Ceux qui ont osé ont-ils mal informé l’opinion publique ?

En dehors de Mahamat Hissein qui a créé le journal Le Progrès, de Saleh Kebzabo qui a créé N’Djaména Hebdo et de Koumbo Singa Gali qui a créé L’Observateur, tous ceux qui sont revenus au Tchad avec un diplôme en journalisme ont intégré la fonction publique où ils avaient la garantie d’un salaire permanent. La presse privée ou le journalisme indépendant est tellement risqué que ceux qui défendent bec et ongles la profession ont refusé de s’y aventurer.

Les titres dont fourmille la presse tchadienne sont majoritairement l’œuvre de courageux entrepreneurs, on peut les appeler des pionniers, qui ont bravé la misère de la presse, surtout de la presse privée pour informer contradictoirement les tchadiens. Le débat public ne serait pas ce qu’il est sans ces organes créés par ces personnes qui sont taxées par la Hama d’usurpateurs de titre.

Retirez tous ces titres qui sont florilèges du paysage médiatique tchadien et vous n’entendrez plus que les reportages sur les voyages du chef de l’Etat et de son épouse que diffusent d’une voix monocorde les fonctionnaires journalistes professionnels de la radio et de la télévision nationale. Interdisez tous les journaux privés et vous ne lirez plus que les articles élogieux sur le régime qui sont publiés par l’Agence tchadienne de presse.

Plutôt que de décrier la presse privée et les journalistes qui travaillent dans ces organes privés au prétexte qu’ils ne sont pas des journalistes formés, la Hama serait bien inspirée de les encourager à rechercher des formations pour leur personnel afin de doter le paysage médiatique tchadien d’organes d’informations bien outillés et à la tonalité variée.
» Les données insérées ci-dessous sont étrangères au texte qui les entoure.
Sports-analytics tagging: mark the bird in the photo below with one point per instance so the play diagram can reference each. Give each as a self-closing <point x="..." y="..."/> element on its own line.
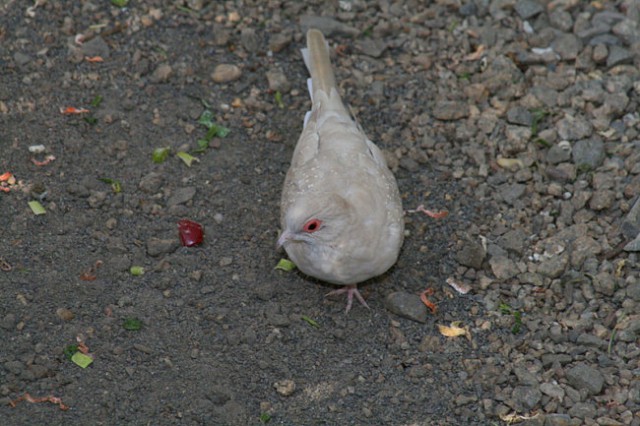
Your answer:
<point x="341" y="214"/>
Il est important que la Hama s’intéresse à la question de la professionnalisation de la presse tchadienne. Mais cela ne doit pas prendre le pas sur la liberté d’expression, le droit à l’information et à la liberté de diffuser les idées par voie de presse.

Le modèle que la Hama tente de mettre en place est celui que l’éducation nationale pratique dans la gouvernance des écoles privées. Le fondateur d’une école a l’obligation de confier la direction pédagogique de l’école à un professionnel de l’éducation nationale. Tant que le programme éducatif est conforme et garantie par le professionnel, le fondateur peut confier les tâches administratives comme la comptabilité et les finances à d’autres spécialistes pour assurer à l’établissement scolaire un fonctionnement et une bonne gouvernance.

Tout le monde est d’accord que la presse tchadienne doit connaître une seconde régénération. La démocratie tchadienne a 30 ans et la presse indépendante à le même âge. Le temps est venu pour la presse de prendre de la hauteur et se débarrasser de l’amateurisme pour informer les tchadiens sur les véritables enjeux de la société moderne qui se construit lentement, patiemment mais certainement.

Autant la presse publique au service de la propagande politique doit être débarrassé de ces journalistes formés qui ont embrassé ce métier pour gagner leur pitance, autant la presse privée doit accepter de se conformer au devoir de faire appel à des professionnels et d’exiger que toute personne qui exprime le désir de devenir journaliste soit former en techniques de journalisme.